Happy New Year. Happy New Year! Happy New Year? I just don't know how I feel about this yet.
For the first time since I was pregnant with Ben, I have crossed into a new year feeling a bit defeated. I have had a very strange break. Dave was home for over a week (great!), I was sick (not great), the kids fought (bad/sad) and Kiera learned to climb out of her crib (the end of the world as we knew it). None of these things are really that strange, even when you you clump them all together. What is strange is that these are the things that I am remembering and thinking about. We had fantastic moments this week. We spent wonderful time with family and friends, did fun winter and Christmas stuff, played and played. I know all of the wonderful times that we have had but this whole break has been ever shadowed by the stress of arguing children. I have somehow allowed my demeanor to be guided by the poor behavior of my children (and vise versa?). I have been drained, sapped, trampled but the effort that it has taken to create fun times and memories for children that this week seemed determined to see, if in fact they could make me crazy.
I can honestly say that we have never experienced a week like this. If I sound a little baffled that is because I AM. I can't seem to guide my little monsters through what ever (and it could be a combination of all kinds of changes this week) is tweaking there moods into a tizzy. Playing rough, I can take. Desiring to inflict pain, I can not. They are messing with each other to the nth degree and NONE of the tricks from the old "Preschool Teacher" arsenal are working. If these were kids in my class I would have already had parents called in for a conference. You have heard the play ground mantra "I'm rubber and your glue..." well my words are bouncing off of my children is such a way that is is actually shocking other people. A simple "Are you thirsty?" from me is met with such a venomous "No! Mama!" that the people around me look at me with that "If that was my kid I'd..." look. I had really high hopes for a low key resting and playing break but seemed to have spent the week putting out fires or at least moving them away from other so that they can burn themselves out.

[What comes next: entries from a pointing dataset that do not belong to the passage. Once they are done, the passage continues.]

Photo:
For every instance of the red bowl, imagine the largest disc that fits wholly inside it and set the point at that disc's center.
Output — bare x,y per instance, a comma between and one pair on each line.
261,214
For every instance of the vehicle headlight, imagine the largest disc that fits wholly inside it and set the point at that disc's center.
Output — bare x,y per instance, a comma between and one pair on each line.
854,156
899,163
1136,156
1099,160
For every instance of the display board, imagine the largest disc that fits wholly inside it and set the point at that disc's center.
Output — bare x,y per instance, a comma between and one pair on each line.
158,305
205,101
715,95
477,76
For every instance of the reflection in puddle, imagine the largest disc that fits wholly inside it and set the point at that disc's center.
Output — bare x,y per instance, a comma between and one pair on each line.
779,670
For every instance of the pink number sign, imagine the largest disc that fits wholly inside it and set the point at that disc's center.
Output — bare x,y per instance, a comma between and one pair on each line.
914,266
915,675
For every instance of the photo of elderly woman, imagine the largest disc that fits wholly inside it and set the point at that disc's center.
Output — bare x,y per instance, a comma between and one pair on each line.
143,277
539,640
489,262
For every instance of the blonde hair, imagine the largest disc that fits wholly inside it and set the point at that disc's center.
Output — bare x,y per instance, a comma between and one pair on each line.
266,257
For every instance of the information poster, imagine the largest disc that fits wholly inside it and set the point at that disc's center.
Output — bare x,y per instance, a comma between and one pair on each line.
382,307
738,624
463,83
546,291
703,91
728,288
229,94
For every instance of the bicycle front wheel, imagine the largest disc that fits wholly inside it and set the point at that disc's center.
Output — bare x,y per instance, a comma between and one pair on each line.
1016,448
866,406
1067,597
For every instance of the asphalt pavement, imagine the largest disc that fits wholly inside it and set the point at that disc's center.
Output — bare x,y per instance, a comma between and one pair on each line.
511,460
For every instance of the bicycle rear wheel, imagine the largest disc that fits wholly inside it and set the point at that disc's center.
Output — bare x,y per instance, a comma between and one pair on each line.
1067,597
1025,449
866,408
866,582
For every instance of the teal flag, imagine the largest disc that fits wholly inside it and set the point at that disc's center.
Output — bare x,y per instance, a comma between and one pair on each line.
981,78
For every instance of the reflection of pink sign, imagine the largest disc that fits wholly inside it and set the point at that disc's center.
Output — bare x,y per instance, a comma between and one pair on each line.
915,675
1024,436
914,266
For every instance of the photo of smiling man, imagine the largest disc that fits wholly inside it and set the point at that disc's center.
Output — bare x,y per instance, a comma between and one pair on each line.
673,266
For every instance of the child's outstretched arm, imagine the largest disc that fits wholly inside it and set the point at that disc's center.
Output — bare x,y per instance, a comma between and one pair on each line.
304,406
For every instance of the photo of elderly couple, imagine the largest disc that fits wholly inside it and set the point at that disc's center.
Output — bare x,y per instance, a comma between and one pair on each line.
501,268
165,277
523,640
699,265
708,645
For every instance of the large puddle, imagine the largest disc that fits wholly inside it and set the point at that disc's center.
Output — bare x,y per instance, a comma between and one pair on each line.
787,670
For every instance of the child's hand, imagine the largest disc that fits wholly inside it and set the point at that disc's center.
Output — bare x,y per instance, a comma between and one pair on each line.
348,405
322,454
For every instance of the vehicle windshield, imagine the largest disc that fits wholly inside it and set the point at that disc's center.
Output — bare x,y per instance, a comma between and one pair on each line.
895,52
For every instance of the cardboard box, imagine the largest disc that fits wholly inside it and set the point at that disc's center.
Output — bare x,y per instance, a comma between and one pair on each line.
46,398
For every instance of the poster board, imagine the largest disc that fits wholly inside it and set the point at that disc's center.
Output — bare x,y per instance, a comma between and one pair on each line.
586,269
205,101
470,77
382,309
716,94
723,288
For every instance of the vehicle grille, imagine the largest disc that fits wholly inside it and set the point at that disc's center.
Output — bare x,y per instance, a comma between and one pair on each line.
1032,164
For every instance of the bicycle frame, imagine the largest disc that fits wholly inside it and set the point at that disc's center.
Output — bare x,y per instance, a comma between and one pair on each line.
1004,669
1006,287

I had a brief moment of relief when I thought of making it through another holiday season. The discomfort I feel when people move away from Ben at a party or get frustrated when he catches himself on there pant legs. The guilt of knowing that, if I am having an adult conversation, Ben is playing alone. More guilt when I request a movie be put on that I know he will like so I can continue my conversation. The sadness I feel for him when I know that there are a dozen kids around him and none of them has asked him to play. My wish that he will forgive having to feel alone or different at get togethers just because I would like to visit. Making it through a time of year when there is no escaping the difference between "normal" and our life feels like an accomplishment. But I have to admit, if you haven't already guessed, it breaks my heart every time. How much of this has lead to the change in attitude of my babies? How much of this are they conscious of and how much is just a tingling sensation of wrong? I am hoping for a smooth last few days to enjoy each other before school starts again. Enjoy being the key word. We will make it a Happy New Year.